[OSM-talk-ie] Public lecture on GIS, Maynooth, Thurs July 2nd
Christian van den Bosch
cjb at cjb.ie
Tue Jun 9 13:44:25 BST 2009
Prof. Hanan Samet, SFI Walton Fellow at the National Centre for
Geocomputation, NUI Maynooth
& Computer Science Department, University of Maryland
will present a Public Lecture on Thurs. evening., July 2nd 2009 in the
Hume Building, North Campus, NUI Maynooth
entitled:
LOCATION, LOCATION, LOCATION:
CASTING A WIDE NET ON GEOGRAPHIC INFORMATION SYSTEMS (GIS)
The lecture is preceded by a cheese and wine reception at 6pm in the
Board Room of the John Hume Building
with the lecture itself taking place at 6.30pm in Hume Lecture Theatre 4.
All welcome.
RSVP to 'ncg at nuim.ie' by June 30th appreciated.
Abstract
The popularity of web-based mapping services such as Google Earth/Maps
and Microsoft Virtual Earth (Bing), has led to an increasing awareness
of the importance of spatial data and its incorporation into both
web-based search and the databases that support it, whereas in the past
attention to spatial data had been primarily limited to geographic
information systems (GIS). An immediate byproduct of this awareness is
the expectation of a real time response as is the experience of users of
spreadsheets. Spatial data is distinguished from conventional data by
having extent, which means that rather than being limited to locations,
it also includes collections of locations [and, most importantly in both
cases, their attributes]. Having extent is challenging in several
respects. First, it is not easy to order such data which impacts the
ability to retrieve it quickly. Second, the specification of the data
is both vague and ambiguous by virtue of the amount of precision that is
needed to make it useful. The ambiguity is very clear when one
considers that a location as well as a collection of locations can be
specified either or both geometrically via, for example, its centroid or
its boundary, and verbally via the name that is used to refer to it.

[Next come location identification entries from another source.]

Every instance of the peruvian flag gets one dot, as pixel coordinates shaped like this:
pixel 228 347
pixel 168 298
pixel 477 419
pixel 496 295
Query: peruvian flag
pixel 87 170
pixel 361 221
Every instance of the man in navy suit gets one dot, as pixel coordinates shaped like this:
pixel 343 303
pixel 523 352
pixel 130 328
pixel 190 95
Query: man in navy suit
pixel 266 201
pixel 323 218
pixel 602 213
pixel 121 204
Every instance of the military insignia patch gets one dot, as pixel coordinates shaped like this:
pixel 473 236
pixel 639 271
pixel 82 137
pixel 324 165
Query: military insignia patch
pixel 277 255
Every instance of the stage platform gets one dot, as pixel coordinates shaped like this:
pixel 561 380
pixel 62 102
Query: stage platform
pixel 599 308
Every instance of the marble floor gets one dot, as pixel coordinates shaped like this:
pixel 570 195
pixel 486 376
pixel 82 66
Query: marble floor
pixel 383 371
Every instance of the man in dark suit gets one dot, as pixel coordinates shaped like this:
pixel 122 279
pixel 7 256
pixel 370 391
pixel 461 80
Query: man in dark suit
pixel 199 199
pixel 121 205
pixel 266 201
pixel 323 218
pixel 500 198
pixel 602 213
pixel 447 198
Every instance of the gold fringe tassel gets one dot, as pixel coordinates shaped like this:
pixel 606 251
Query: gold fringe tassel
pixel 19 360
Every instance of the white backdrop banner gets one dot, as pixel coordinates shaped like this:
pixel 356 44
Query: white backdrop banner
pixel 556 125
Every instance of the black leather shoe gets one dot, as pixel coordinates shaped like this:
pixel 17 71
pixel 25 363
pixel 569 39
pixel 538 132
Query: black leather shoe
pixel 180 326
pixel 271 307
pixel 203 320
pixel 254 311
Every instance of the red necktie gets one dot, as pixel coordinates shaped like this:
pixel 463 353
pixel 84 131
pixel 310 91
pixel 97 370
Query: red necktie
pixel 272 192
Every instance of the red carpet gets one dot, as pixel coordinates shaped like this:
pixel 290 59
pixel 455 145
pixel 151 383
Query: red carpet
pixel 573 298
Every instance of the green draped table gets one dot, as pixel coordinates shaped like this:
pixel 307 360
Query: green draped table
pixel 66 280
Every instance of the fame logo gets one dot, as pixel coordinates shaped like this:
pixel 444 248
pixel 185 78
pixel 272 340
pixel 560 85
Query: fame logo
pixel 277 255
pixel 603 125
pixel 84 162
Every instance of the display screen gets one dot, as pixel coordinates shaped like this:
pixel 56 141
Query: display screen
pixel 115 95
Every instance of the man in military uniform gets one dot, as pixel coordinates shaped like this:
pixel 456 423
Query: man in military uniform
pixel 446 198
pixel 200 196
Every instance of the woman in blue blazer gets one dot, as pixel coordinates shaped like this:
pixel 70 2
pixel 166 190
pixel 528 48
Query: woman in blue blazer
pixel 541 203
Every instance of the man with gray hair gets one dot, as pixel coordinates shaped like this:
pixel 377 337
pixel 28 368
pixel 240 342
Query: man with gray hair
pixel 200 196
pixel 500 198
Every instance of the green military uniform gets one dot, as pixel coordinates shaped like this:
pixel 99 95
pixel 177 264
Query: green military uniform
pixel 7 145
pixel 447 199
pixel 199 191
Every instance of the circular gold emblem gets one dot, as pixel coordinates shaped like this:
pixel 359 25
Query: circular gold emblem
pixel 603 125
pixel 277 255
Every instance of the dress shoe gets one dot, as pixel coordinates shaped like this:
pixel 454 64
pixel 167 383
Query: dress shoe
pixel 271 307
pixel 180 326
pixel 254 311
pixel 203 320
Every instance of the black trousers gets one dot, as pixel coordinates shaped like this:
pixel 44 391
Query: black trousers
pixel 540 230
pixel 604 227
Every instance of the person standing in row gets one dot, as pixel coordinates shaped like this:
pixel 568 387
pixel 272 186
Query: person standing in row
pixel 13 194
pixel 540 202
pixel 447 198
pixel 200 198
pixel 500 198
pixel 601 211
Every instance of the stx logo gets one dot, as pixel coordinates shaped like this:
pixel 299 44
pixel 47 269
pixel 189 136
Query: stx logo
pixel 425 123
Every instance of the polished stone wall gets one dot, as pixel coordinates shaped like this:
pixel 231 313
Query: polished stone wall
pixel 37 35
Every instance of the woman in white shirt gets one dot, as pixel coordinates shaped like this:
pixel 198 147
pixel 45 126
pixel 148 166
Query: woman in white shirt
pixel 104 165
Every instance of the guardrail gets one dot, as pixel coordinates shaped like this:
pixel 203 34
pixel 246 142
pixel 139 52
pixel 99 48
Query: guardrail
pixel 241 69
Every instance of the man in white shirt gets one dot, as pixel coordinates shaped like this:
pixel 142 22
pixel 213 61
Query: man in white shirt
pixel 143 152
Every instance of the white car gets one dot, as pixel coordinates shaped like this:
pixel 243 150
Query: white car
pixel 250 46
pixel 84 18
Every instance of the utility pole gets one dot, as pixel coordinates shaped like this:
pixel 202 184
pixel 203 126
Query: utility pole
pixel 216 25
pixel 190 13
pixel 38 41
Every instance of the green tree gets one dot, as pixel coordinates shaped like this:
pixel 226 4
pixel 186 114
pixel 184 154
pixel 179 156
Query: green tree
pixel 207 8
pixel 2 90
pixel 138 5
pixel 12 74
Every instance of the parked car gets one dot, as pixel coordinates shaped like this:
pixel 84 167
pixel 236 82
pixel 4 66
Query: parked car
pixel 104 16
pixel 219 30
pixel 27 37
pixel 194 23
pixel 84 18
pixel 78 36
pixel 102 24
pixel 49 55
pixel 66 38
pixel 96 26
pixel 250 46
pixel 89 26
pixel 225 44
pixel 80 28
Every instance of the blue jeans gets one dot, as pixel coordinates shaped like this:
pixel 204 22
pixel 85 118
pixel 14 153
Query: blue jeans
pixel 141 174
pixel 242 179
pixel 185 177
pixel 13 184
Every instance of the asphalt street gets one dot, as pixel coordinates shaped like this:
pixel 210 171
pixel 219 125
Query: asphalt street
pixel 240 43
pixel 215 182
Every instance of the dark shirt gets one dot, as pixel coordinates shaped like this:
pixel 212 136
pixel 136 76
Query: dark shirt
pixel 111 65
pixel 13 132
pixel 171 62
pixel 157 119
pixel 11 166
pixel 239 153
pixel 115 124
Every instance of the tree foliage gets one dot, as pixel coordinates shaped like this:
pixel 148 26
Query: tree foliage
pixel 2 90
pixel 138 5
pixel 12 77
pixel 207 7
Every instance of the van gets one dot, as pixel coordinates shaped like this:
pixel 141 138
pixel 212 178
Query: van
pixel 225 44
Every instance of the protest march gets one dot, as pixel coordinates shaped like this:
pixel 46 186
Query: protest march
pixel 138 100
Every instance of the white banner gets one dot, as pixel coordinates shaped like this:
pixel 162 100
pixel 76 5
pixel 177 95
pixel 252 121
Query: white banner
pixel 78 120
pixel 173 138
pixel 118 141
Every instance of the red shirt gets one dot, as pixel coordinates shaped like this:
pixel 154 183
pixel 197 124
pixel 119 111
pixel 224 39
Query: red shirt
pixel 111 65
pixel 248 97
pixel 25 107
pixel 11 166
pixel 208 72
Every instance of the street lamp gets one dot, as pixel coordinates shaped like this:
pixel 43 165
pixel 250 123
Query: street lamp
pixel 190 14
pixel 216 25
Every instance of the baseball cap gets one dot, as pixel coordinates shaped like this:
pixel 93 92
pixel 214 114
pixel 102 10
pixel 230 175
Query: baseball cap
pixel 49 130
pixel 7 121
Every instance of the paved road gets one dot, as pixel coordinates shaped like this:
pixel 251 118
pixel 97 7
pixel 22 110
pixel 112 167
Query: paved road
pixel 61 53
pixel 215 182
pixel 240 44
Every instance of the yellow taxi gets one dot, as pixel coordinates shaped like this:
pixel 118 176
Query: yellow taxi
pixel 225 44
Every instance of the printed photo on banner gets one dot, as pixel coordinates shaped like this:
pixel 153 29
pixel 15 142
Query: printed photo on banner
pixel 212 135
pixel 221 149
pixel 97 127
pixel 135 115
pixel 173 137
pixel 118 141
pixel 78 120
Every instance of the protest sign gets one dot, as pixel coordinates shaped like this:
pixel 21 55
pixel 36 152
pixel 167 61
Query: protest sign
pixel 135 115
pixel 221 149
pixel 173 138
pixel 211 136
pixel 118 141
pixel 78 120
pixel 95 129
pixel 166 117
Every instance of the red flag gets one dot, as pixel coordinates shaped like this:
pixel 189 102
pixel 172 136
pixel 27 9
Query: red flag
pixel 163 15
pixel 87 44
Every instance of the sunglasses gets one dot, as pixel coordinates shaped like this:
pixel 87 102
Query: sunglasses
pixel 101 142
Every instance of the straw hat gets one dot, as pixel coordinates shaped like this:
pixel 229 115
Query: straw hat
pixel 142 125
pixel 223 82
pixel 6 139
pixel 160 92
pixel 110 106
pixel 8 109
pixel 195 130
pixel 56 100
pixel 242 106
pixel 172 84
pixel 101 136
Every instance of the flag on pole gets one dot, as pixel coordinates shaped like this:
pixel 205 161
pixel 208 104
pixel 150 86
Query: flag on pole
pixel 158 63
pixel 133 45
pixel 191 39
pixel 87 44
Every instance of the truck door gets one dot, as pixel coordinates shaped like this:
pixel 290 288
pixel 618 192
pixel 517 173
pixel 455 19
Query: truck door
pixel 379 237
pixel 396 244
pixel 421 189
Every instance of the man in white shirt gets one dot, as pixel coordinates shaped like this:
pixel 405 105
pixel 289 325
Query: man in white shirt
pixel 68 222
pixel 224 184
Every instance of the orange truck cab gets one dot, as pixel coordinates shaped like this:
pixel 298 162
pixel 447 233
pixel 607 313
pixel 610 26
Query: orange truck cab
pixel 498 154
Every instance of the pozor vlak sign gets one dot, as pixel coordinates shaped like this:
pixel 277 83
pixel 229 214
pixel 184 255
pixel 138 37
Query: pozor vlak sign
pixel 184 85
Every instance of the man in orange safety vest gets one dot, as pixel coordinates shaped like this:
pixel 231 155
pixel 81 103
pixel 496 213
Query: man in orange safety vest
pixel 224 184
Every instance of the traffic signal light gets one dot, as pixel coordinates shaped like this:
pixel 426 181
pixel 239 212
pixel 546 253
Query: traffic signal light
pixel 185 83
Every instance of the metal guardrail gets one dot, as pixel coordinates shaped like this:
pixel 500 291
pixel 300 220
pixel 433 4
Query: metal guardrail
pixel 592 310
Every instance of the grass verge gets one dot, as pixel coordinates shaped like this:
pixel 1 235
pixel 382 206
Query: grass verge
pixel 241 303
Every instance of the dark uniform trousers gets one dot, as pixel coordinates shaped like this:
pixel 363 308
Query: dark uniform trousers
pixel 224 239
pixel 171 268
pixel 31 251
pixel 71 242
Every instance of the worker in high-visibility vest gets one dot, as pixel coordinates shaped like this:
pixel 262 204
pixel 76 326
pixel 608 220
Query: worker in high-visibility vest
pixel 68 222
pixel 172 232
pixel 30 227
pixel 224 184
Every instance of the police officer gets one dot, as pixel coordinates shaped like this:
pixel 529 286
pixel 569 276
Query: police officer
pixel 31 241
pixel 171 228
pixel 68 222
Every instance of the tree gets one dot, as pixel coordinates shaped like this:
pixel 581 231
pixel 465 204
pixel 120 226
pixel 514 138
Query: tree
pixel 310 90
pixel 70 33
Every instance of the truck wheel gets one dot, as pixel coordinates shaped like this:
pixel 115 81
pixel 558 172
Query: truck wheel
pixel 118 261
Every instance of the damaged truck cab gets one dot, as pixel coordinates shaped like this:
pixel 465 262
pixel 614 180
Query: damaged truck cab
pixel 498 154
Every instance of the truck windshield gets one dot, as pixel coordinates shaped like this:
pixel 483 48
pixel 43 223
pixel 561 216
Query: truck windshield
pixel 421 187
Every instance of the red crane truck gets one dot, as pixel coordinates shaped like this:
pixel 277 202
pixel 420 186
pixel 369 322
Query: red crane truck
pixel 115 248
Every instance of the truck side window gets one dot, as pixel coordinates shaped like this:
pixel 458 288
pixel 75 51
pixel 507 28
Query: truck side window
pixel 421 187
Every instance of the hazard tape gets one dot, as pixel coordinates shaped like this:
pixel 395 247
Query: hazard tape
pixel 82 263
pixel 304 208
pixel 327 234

The latter is both aided and complicated by the possible need to make
use of knowledge, whether implicit or explicit, of the information that
is inherent in its container hierarchy. In this lecture we explore how
these issues are manifested and resolved, both conceptually, and via
demonstrations of real systems, thereby demonstrating how wide a net has
been cast on geographic information systems by today’s applications.
About Hanan
Hanan Samet (www.cs.umd.edu/~hjs) is a Professor of Computer Science at
the University of Maryland, College Park and a Science Foundation
Ireland (SFI) Walton Fellow at the National Centre for Geocomputation,
National University of Ireland, Maynooth. His research interests include
data structures, computer graphics, geographic information systems,
computer vision, robotics, and database management systems and he is the
author of over 300 publications on these topics. He was recently
presented with the 2009 UCGIS Research Award.
He is the author of the several books including most recently:
"Foundations of Multidimensional and Metric Data Structures"
(http://www.cs.umd.edu/~hjs/multidimensional-book-flyer.pdf), an award
winner in the 2006 best book in Computer and Information Science
competition of the Professional and Scholarly Publishers (PSP) Group of
the American Publishers Association (AAP), and of the first two books on
spatial data structures titled "Design and Analysis of Spatial Data
Structures", and "Applications of Spatial Data Structures: Computer
Graphics, Image Processing, and GIS".